До того момента, когда у меня в руках оказался этот роман, о его авторе я не знала ничего, и обратила на него внимание лишь по публицистике в "Лебеде" ("После Беслана"), вызвавшей острую полемику, и по рассказу "Сочинить детективчик", скромной демонстрации любителям с “Лебедя” как нужно писать рассказ. При том, что В.Левашову, как и герою рассказа, пришлось в трудные времена писать романы за "продвинутых" авторов, он вполне состоявшийся профессиональный литератор. В это понятие он вкладывает простой и точный смысл: тот, кто с этого живет. Он отстоял свое право жить литературным трудом и при этом писать то, что ему самому интересно. Очень немногие из двенадцати тысяч бывших членов Союза писателей СССР могут это сказать о себе.

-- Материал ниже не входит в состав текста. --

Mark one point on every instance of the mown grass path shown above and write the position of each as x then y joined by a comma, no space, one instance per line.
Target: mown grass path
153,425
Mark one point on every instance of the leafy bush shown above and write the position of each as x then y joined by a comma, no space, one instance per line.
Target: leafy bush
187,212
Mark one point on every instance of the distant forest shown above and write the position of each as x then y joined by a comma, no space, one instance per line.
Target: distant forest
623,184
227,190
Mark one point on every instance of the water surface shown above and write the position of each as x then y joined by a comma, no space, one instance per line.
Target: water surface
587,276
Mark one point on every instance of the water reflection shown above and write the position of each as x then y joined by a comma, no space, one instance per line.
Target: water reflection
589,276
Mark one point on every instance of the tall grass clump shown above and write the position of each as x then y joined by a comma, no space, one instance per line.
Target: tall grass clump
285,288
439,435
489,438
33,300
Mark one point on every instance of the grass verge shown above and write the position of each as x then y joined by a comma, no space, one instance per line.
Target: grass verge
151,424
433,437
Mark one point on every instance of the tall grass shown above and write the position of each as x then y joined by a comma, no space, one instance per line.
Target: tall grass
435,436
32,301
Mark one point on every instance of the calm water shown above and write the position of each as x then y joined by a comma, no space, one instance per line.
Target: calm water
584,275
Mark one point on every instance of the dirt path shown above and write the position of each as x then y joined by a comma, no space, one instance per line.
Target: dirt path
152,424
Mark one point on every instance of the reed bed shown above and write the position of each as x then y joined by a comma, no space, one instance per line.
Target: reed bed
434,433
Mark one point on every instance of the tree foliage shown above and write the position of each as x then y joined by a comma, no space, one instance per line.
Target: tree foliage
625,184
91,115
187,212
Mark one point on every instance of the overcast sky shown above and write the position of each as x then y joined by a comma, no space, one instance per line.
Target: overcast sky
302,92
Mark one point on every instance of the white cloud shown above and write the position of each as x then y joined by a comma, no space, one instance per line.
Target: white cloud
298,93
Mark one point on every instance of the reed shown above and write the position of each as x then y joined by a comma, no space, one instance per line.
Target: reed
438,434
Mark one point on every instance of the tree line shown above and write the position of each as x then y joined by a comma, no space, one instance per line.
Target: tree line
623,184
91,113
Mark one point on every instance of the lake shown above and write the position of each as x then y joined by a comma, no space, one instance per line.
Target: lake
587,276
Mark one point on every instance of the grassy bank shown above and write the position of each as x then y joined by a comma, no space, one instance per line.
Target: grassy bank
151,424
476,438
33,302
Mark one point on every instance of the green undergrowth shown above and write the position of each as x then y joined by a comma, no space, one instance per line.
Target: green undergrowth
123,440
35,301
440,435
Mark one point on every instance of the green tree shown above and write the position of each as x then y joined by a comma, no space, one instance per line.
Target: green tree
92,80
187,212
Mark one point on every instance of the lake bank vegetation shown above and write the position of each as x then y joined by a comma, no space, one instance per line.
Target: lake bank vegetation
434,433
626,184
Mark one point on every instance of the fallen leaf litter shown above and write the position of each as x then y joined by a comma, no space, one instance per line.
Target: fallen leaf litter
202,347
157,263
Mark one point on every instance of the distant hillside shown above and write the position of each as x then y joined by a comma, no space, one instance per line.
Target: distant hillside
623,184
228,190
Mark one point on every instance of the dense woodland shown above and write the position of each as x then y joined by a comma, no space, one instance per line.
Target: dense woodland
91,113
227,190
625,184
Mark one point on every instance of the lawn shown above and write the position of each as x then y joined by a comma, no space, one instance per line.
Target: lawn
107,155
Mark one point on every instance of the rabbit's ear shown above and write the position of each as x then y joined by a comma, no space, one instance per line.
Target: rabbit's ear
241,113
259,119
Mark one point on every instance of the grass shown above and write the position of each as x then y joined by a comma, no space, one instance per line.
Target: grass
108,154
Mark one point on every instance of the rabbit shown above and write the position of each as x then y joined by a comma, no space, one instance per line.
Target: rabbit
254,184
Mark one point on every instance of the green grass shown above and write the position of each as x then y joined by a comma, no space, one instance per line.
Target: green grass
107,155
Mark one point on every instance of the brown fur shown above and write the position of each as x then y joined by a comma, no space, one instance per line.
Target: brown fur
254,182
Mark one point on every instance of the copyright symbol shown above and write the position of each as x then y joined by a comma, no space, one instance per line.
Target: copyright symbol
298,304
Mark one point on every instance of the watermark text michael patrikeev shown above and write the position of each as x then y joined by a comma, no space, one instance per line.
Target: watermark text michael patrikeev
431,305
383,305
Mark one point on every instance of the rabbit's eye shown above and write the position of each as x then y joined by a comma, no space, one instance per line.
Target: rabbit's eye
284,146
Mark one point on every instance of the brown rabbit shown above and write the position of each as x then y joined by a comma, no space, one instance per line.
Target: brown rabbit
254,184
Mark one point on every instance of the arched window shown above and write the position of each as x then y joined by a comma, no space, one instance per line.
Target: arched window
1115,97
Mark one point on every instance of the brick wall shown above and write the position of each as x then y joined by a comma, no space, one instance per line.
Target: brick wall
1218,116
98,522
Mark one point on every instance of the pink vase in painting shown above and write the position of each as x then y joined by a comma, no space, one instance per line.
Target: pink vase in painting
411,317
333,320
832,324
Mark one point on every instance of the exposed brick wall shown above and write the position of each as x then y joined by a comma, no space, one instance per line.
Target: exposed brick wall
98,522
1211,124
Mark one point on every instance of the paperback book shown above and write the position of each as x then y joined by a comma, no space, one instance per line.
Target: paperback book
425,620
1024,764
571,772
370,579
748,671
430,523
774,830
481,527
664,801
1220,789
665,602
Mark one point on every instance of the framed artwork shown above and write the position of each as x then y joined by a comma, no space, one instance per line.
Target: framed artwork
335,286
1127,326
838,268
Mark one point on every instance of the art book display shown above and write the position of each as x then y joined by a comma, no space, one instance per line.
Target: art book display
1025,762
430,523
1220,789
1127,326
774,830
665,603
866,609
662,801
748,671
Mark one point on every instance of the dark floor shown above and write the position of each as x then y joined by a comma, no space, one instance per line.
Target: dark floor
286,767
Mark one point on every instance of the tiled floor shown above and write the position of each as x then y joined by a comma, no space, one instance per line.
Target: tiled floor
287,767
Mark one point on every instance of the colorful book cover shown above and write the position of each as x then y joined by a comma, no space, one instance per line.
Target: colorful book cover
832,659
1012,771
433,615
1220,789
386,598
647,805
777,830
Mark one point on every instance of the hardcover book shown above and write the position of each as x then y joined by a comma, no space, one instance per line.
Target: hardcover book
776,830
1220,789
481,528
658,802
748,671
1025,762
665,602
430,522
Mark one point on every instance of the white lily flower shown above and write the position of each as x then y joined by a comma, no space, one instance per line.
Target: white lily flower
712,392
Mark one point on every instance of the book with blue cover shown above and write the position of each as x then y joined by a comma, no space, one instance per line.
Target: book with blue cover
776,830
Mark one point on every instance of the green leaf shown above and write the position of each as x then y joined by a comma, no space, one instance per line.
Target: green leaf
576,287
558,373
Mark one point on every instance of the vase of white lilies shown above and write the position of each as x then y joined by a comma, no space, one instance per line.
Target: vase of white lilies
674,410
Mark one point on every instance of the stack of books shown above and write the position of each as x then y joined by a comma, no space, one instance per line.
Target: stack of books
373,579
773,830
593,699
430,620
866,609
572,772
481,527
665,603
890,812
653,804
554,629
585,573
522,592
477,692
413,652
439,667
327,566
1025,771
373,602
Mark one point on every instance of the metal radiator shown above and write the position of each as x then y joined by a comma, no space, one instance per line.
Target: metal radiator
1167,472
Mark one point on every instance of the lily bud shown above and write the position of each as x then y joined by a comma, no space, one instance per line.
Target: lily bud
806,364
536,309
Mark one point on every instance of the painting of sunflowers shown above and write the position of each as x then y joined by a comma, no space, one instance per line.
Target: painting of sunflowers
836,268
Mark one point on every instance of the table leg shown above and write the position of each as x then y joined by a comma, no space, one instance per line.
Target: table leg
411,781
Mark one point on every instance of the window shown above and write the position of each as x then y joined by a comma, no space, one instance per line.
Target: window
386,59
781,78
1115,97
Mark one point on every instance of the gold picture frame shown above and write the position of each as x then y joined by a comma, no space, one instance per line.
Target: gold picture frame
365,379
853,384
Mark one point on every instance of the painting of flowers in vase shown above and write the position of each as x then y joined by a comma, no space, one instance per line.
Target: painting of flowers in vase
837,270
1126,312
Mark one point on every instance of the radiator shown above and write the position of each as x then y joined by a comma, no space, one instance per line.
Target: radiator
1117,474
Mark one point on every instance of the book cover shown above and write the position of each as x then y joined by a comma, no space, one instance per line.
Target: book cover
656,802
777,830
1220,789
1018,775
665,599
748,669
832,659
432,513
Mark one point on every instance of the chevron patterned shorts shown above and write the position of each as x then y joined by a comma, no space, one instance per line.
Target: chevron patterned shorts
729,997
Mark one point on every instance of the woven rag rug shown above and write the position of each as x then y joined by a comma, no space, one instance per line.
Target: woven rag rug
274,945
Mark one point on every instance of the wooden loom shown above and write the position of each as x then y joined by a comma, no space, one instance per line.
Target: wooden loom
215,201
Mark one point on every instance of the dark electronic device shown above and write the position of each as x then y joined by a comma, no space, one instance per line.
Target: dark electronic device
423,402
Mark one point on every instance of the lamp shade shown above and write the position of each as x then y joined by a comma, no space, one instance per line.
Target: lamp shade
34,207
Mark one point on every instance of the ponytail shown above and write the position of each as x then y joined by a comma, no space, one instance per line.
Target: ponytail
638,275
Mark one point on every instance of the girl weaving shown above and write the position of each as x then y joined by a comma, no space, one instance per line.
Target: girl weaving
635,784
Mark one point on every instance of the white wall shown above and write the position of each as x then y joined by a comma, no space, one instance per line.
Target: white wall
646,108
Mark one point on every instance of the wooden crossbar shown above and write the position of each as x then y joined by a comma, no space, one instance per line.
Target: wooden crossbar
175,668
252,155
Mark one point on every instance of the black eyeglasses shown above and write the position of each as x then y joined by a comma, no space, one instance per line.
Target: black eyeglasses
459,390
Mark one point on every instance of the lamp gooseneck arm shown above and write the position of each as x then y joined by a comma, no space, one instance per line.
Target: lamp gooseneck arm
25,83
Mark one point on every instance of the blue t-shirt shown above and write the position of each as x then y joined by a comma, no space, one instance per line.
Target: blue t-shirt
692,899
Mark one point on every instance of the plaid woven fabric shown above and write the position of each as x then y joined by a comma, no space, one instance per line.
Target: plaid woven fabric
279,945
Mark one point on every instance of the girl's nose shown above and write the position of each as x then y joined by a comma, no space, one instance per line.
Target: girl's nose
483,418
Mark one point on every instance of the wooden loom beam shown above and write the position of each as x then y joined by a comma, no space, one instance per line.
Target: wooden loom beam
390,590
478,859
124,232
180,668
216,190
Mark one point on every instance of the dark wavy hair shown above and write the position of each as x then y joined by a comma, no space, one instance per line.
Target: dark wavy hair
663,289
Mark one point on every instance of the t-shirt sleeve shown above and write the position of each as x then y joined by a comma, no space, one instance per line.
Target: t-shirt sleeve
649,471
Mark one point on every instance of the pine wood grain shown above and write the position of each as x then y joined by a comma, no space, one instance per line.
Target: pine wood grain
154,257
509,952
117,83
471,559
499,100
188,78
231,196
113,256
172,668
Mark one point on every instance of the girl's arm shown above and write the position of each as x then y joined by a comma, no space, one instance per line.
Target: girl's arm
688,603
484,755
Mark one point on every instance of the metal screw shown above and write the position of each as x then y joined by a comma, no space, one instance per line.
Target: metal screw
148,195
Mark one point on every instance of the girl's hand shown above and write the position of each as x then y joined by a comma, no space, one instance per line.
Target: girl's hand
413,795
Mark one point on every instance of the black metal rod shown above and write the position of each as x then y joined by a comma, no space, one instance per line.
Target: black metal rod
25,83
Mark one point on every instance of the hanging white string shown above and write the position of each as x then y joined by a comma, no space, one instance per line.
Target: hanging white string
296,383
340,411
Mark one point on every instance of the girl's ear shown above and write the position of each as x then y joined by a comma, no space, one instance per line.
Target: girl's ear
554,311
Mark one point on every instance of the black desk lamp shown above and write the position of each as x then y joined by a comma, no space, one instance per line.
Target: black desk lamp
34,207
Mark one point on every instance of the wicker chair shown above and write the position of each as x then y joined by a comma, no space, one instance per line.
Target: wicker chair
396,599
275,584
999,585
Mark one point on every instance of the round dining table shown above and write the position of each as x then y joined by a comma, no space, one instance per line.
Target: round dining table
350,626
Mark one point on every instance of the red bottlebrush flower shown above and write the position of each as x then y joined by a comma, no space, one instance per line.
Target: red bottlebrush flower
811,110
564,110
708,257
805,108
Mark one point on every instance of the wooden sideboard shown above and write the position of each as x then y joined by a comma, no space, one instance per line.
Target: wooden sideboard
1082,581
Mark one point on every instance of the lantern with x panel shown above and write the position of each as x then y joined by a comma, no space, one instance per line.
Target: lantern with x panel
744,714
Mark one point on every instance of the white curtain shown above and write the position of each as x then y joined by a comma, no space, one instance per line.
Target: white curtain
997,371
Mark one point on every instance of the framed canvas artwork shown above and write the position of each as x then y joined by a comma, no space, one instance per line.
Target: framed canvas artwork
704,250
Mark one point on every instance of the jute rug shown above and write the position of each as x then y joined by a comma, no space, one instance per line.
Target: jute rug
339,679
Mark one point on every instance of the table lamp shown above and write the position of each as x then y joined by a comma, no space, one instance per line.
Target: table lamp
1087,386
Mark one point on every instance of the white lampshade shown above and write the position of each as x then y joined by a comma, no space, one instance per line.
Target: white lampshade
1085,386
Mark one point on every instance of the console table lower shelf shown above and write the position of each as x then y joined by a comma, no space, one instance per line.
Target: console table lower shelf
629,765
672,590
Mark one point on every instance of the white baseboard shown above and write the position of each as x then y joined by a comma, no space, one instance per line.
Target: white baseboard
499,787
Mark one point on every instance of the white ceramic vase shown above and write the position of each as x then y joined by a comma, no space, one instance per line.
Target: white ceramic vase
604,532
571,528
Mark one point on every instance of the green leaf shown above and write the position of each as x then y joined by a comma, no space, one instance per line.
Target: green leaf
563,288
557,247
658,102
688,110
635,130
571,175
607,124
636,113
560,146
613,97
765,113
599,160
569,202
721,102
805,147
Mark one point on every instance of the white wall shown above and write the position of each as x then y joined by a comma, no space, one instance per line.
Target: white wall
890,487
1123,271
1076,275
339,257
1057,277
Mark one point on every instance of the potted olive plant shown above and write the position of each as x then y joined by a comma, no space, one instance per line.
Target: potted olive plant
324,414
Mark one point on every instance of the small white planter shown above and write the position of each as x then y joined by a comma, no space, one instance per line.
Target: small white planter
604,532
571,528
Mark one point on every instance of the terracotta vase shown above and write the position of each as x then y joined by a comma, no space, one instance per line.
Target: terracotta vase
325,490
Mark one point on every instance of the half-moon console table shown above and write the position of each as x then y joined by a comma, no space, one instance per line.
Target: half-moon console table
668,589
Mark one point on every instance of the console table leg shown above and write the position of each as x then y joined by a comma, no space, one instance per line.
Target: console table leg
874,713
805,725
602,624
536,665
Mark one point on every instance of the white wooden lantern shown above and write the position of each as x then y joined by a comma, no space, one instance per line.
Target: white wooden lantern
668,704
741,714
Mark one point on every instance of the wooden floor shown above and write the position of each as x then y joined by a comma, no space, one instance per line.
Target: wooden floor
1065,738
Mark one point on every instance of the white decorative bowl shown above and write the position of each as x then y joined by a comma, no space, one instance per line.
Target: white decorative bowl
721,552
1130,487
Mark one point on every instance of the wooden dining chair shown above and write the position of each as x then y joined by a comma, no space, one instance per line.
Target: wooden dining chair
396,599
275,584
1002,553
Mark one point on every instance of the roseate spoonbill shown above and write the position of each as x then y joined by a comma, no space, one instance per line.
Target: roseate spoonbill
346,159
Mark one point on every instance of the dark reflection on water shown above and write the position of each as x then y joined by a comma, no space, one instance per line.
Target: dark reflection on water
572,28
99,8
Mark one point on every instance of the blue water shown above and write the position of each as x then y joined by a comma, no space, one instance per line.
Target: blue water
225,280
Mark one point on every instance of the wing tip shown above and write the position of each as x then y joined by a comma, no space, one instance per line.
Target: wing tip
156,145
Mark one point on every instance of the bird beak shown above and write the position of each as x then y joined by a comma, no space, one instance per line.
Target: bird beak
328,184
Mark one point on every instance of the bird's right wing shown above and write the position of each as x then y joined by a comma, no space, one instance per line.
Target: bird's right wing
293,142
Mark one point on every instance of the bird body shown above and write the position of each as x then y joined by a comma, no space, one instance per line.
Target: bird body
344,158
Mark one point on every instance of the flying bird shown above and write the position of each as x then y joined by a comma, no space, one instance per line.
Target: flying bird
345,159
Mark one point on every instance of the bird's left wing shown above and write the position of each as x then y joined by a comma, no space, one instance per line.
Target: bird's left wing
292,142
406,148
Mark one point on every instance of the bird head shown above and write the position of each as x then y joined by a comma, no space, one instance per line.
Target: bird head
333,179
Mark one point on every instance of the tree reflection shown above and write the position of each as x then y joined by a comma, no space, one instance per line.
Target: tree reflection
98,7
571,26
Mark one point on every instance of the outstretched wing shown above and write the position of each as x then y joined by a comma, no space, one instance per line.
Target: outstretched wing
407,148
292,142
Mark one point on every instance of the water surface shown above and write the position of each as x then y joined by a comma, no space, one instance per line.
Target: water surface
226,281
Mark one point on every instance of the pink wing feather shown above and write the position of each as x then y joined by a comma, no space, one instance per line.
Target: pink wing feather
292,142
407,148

Известность в России Левашову принес шестнадцатисерийный телефильм "Кодекс чести", созданный по мотивам его остросюжетных романов. Но единственной книгой (из двадцати шести, изданных в советские и постсоветские времена), оправдывающей его существование как писателя, он считает исторический роман "Убийство Михоэлса".

Не знаю, как приняли “Михоэлса” в прессе, но вот “Журналюга” сразу заявил о себе в авторитетных изданиях. "Московский комсомолец" в своем еженедельном книжном рейтинге поставил "Журналюгу" на первое место, впереди Улицкой, Донцовой и Артуро Перес-Реверте. Большой комплиментарной статьей в "Московской правде" откликнулся парламентский обозреватель газеты Лев Московкин, известный теоретик современной журналистики: " Напечатанные на низкосортной бумаге буквы слагаются в качественный роман детективного свойства, высокой художественности и как-то физиологически грамотно выстроенной драматургии. ... Замешанный на журналистском чутье талант автора хорошо порезвился на пространстве его же осведомленности…"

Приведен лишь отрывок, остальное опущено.